Nutrition for Active Teens: Tips for Powerful Performance
Content by: Erin Nugent, RD
Wondering how to fuel your body for the big game? Read about healthy eating habits for game day, so you can power up your performance...
Start your training or game day already hydrated! Don’t rely on your water bottle during the big game. It is recommended to drink at least 16oz of water (about 2 average size cups) at least 2 hours before a game or practice. Then continue to hydrate by drinking 6-12oz of water every 20 minutes (or as allowed) during the game. In order to stay properly hydrated in the days before, the best way to gauge fluid needs is by the color of your urine.
Note: Your urine should appear a light yellow color, almost clear.
Remember to stay on a regular meal schedule the day of a big athletic event. Food is fuel, and you should always start your day with a fueling breakfast. Choose a protein and carbohydrate food at each meal to stay full and provide energy.

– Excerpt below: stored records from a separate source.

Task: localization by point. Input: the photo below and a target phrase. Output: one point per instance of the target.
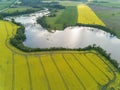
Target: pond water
(71, 37)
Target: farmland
(58, 22)
(70, 16)
(5, 4)
(87, 16)
(59, 70)
(109, 15)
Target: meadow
(71, 16)
(109, 15)
(60, 70)
(63, 18)
(87, 16)
(5, 4)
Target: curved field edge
(12, 59)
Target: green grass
(58, 70)
(110, 16)
(18, 9)
(5, 3)
(64, 17)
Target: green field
(64, 17)
(110, 16)
(60, 70)
(5, 3)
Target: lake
(70, 37)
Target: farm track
(55, 64)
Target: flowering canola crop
(87, 16)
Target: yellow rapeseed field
(87, 16)
(61, 70)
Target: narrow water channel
(71, 37)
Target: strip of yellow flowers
(87, 16)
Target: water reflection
(71, 37)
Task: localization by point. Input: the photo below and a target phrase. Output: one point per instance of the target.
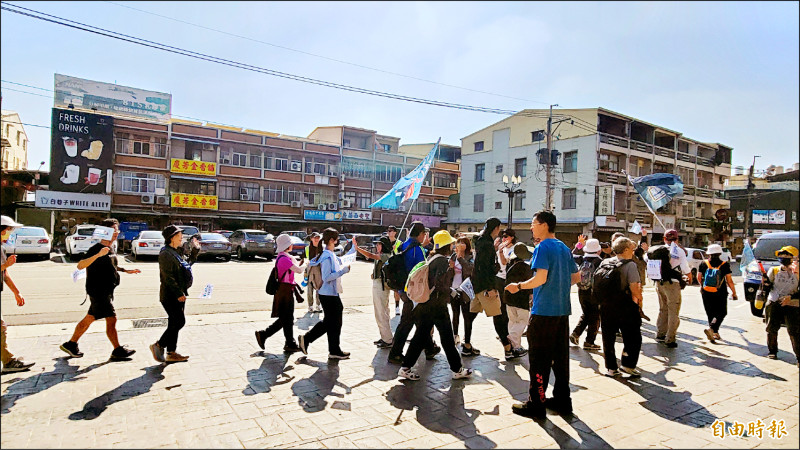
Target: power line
(222, 61)
(323, 56)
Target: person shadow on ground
(127, 390)
(312, 392)
(271, 373)
(62, 371)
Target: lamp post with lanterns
(512, 190)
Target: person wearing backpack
(432, 312)
(332, 271)
(713, 276)
(380, 292)
(283, 299)
(518, 304)
(412, 252)
(617, 287)
(590, 319)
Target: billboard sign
(81, 152)
(112, 98)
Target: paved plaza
(230, 394)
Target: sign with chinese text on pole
(357, 215)
(605, 200)
(196, 201)
(191, 167)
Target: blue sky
(717, 72)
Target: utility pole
(549, 188)
(748, 218)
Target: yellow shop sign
(191, 167)
(194, 201)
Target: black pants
(776, 314)
(331, 324)
(716, 305)
(285, 322)
(625, 318)
(404, 328)
(548, 348)
(590, 319)
(461, 308)
(425, 317)
(176, 320)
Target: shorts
(485, 302)
(101, 306)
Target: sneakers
(573, 339)
(471, 351)
(562, 407)
(632, 372)
(380, 343)
(528, 410)
(432, 355)
(175, 357)
(71, 348)
(261, 338)
(463, 373)
(291, 348)
(121, 353)
(158, 352)
(302, 343)
(408, 373)
(395, 359)
(16, 365)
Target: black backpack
(394, 272)
(607, 283)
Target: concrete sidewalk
(232, 395)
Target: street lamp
(511, 190)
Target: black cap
(170, 231)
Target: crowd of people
(527, 294)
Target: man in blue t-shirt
(548, 328)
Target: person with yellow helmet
(434, 313)
(783, 281)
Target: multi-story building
(14, 149)
(591, 149)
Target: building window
(138, 182)
(521, 167)
(568, 198)
(519, 202)
(570, 162)
(479, 172)
(477, 204)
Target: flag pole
(655, 216)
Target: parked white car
(29, 241)
(79, 240)
(147, 243)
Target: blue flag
(657, 189)
(408, 187)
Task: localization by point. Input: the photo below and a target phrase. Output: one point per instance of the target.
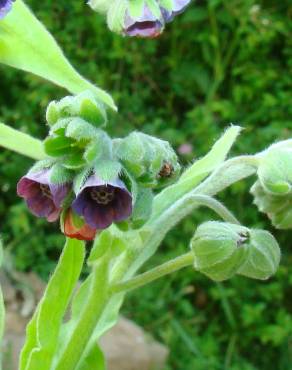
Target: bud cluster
(222, 250)
(273, 190)
(140, 18)
(90, 180)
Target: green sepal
(56, 146)
(263, 256)
(60, 175)
(81, 178)
(42, 165)
(135, 8)
(107, 170)
(142, 207)
(74, 161)
(116, 15)
(220, 249)
(79, 130)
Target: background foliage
(221, 61)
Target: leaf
(94, 360)
(26, 44)
(21, 143)
(43, 330)
(196, 173)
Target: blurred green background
(221, 61)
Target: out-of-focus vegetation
(221, 61)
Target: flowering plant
(124, 194)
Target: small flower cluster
(89, 180)
(5, 7)
(146, 18)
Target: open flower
(5, 7)
(146, 25)
(178, 7)
(102, 203)
(43, 198)
(76, 228)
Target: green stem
(154, 274)
(93, 309)
(21, 143)
(216, 206)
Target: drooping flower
(102, 203)
(43, 198)
(76, 229)
(146, 25)
(5, 7)
(178, 7)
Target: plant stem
(93, 309)
(21, 143)
(154, 274)
(216, 206)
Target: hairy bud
(263, 256)
(220, 249)
(275, 171)
(277, 207)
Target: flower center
(46, 191)
(103, 195)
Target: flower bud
(5, 7)
(219, 249)
(275, 171)
(152, 162)
(263, 256)
(84, 105)
(277, 207)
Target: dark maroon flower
(147, 25)
(102, 203)
(5, 7)
(43, 198)
(178, 7)
(76, 230)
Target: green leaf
(94, 360)
(58, 145)
(21, 143)
(44, 328)
(197, 172)
(2, 307)
(26, 44)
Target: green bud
(275, 170)
(263, 256)
(84, 105)
(151, 161)
(100, 6)
(277, 207)
(219, 249)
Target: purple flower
(147, 25)
(43, 198)
(102, 203)
(178, 7)
(5, 7)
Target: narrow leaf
(43, 331)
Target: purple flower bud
(147, 25)
(102, 203)
(5, 7)
(178, 7)
(43, 198)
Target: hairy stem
(154, 274)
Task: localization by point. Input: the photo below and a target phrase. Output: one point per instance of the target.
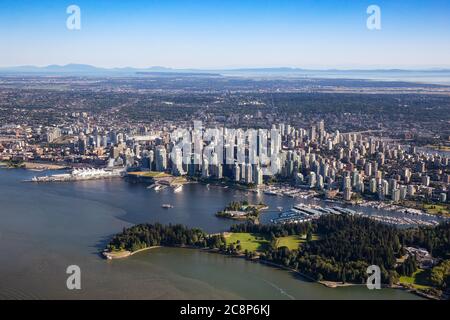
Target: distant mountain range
(89, 70)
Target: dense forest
(347, 245)
(148, 235)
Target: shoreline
(125, 253)
(326, 283)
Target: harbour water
(46, 227)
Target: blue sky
(226, 33)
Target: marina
(302, 213)
(80, 174)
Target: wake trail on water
(279, 289)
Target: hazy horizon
(320, 34)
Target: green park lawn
(437, 208)
(248, 241)
(256, 242)
(419, 279)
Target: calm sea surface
(46, 227)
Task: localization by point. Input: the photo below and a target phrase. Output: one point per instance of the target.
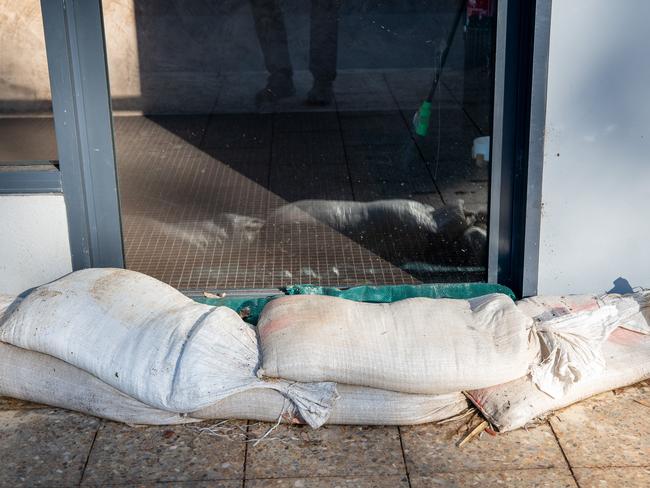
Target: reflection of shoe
(276, 88)
(321, 93)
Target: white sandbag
(514, 404)
(418, 345)
(40, 378)
(149, 341)
(571, 349)
(37, 377)
(356, 405)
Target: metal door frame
(76, 52)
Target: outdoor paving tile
(639, 391)
(517, 478)
(44, 447)
(7, 403)
(334, 482)
(298, 451)
(606, 431)
(612, 477)
(432, 449)
(125, 454)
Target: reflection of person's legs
(323, 46)
(272, 34)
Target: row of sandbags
(124, 346)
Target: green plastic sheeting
(393, 293)
(251, 307)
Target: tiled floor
(600, 442)
(198, 192)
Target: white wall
(595, 226)
(34, 246)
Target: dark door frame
(76, 51)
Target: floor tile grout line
(90, 450)
(401, 445)
(566, 459)
(414, 141)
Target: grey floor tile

Make healthy snack choices. Choose healthier carbohydrates in the form of whole grains, starchy vegetables, fruit, beans, and low-fat dairy over highly processed, refined grains and added sugars. This will provide your body with good-for-you fiber, vitamins, and minerals. Processed simple carbohydrates such as crackers, cookies, chips, and sugary beverages provide a very short burst of energy and will lead to an energy crash.
💪🏻 Choose powerful protein sources from lean meat, poultry, fish, eggs, beans, legumes, nuts and nut butters, tofu, low-fat dairy, and cheese.

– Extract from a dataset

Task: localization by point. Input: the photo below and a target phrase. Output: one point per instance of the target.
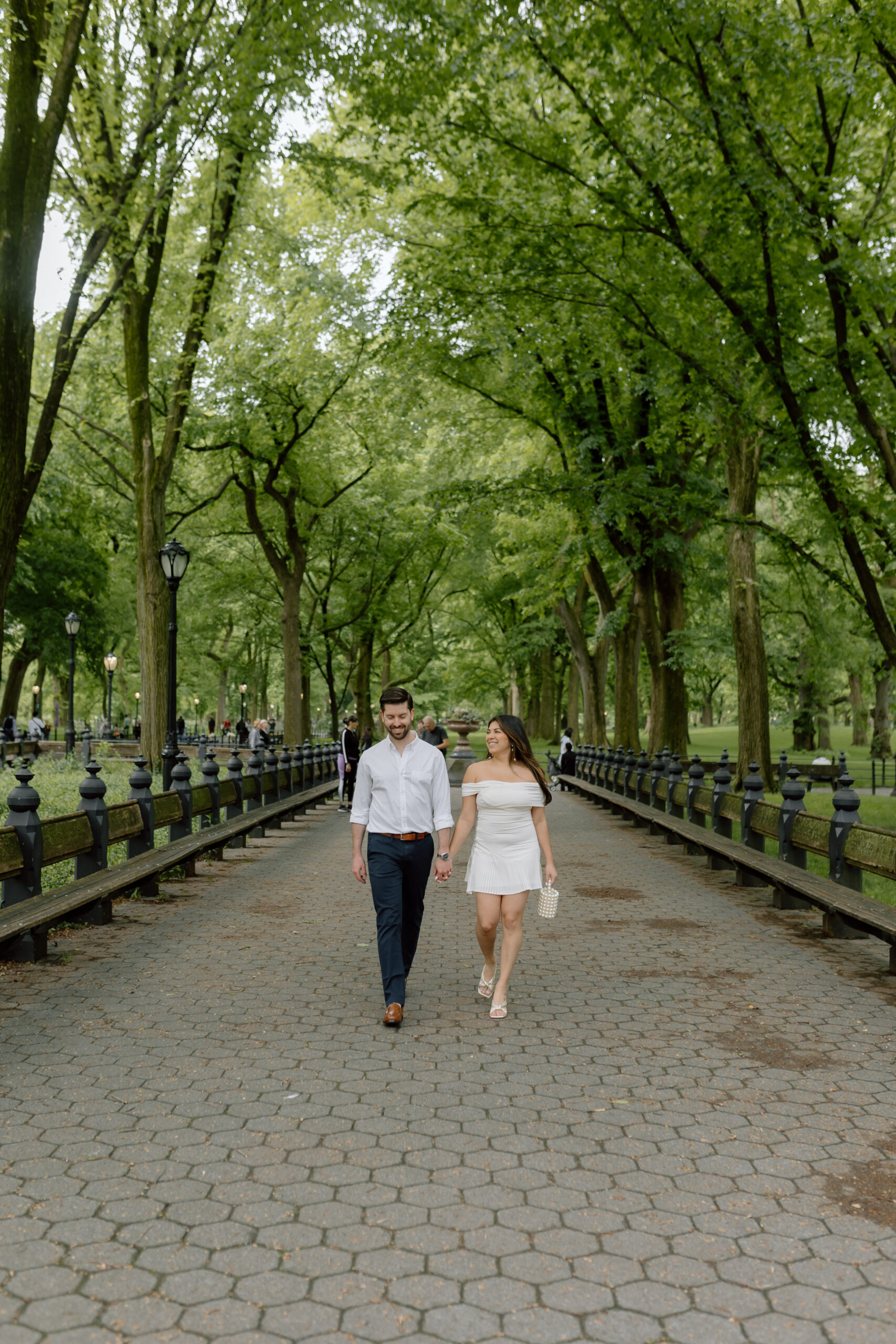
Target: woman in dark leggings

🗓 It is important to continue a healthy routine the day of a big event. Trying a brand new food, dietary routine or supplement may cause more harm than good. No one single food or supplement will drastically improve health or performance for an extended period of time.
⏱ Remember! Healthy habits are formed over time and with consistency.
🏋🏽♂️ Always consult with a Registered Dietitian for individualized advice if wanting to gain or lose weight.